As a veteran of two all-star games as a player, Wendel Clark is well versed in what hockey’s travelling jamboree means, to both the host city as well as the players lucky enough to be selected to take part.
But in neither of the years in which he participated, in Hartford in 1986 and Tampa in 1999, was the sport embroiled in the kind of controversy in which it currently finds itself. So while the NHL and the world’s best hockey players will whoop it up in Toronto for the next three days, the rest of the country is waiting for next Monday, when the London police will hold a news conference to provide details of its ongoing sexual-assault investigation involving five members of Canada’s 2018 world junior team. Four of the five are current NHL players, with the fifth a former player skating overseas.

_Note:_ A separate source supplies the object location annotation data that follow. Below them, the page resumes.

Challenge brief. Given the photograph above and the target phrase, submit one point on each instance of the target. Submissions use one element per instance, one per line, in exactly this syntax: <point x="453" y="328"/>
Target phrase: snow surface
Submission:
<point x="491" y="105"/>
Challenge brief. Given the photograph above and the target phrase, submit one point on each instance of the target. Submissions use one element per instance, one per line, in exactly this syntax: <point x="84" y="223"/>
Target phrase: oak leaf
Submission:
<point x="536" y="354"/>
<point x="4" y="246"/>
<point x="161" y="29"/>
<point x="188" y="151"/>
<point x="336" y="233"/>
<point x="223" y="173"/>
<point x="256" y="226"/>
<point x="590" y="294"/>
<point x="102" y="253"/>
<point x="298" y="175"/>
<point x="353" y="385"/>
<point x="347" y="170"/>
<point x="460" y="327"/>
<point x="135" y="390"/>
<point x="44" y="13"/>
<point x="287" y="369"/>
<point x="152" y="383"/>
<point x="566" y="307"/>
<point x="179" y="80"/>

But Clark, who is best known as a retired Toronto Maple Leafs captain who now works for the organization as a team ambassador, says that while the investigation will cast a shadow, it should all be taken in context.

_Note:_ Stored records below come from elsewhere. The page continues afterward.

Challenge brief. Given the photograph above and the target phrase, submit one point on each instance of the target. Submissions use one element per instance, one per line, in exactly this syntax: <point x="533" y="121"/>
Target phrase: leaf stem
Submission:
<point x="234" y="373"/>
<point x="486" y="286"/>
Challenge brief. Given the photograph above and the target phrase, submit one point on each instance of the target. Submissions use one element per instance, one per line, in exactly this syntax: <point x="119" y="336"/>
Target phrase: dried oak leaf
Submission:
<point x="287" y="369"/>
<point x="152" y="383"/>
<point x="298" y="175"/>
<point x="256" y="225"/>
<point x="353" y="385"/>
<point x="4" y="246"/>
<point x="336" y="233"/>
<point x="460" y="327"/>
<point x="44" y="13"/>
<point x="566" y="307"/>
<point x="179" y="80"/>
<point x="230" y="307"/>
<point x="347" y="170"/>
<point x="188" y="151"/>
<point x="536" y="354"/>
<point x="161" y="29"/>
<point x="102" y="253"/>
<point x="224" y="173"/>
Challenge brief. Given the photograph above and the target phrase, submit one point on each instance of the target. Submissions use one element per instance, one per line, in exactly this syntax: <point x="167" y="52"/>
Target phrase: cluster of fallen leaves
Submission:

“Remember, everything that goes on is world and life stuff, it’s not just a sport stuff,” he said Wednesday. “That’s world and life stuff. We’re talking here with the all-star game, this is celebrating the game of hockey and hockey itself.”
As he has done for much of the time since he retired following the 2000 season, Clark was busy in the buildup to this weekend’s all-star game. Alongside another former Maple Leaf, Mark Fraser, Clark was at Toronto’s Alexandra Park, one of three city locations where the NHL, the Leafs, and the team’s owner, Maple Leaf Sports and Entertainment, have combined to donate money to help establish an all-star legacy, revitalizing ice- and ball-hockey rinks.
The Alexandra Park rink is just up the street from where Clark lived when he played for the Leafs the first time around in the late eighties and early nineties, leading them to back-to-back conference finals. Given how much the demographics of Toronto have changed since then, Clark said it’s initiatives such as this legacy project that will help ensure hockey doesn’t lose its grip on the city and its psyche.
“We’re really into selling the game because the more diverse that the country gets and the city gets, there’s so many other sports that are coming in that are strong from other countries, whether it be cricket or soccer or basketball,” he said.
“You’re competing with that, and hockey not being the cheapest sport it’s tough to be a part of so whenever we can come out and make it accessible for new Canadians, new players, new kids of all sorts, and let them understand what they’re watching when they enjoy the game on Saturday night.”
Clark saw firsthand how a home all-star game can alter the landscape in a host city back in 1999, when he represented the North America squad as a member of the Tampa Bay Lightning. And while he concedes that Toronto is a very different market to Florida, and doesn’t have to be converted into a hockey city, it’s important not to simply rest on your laurels and take fan support as a given.
But he’s confident Toronto will put on a big show of its love of the game, both now and well into the future.
“To see how big Toronto is going to make it because of really the city and the country selling the game and … when the NHL and the Leafs can get together and set up a legacy program and really keep the game growing strong because you can’t lose it,” he said. “You may be good at it but you can’t forget about still growing it.”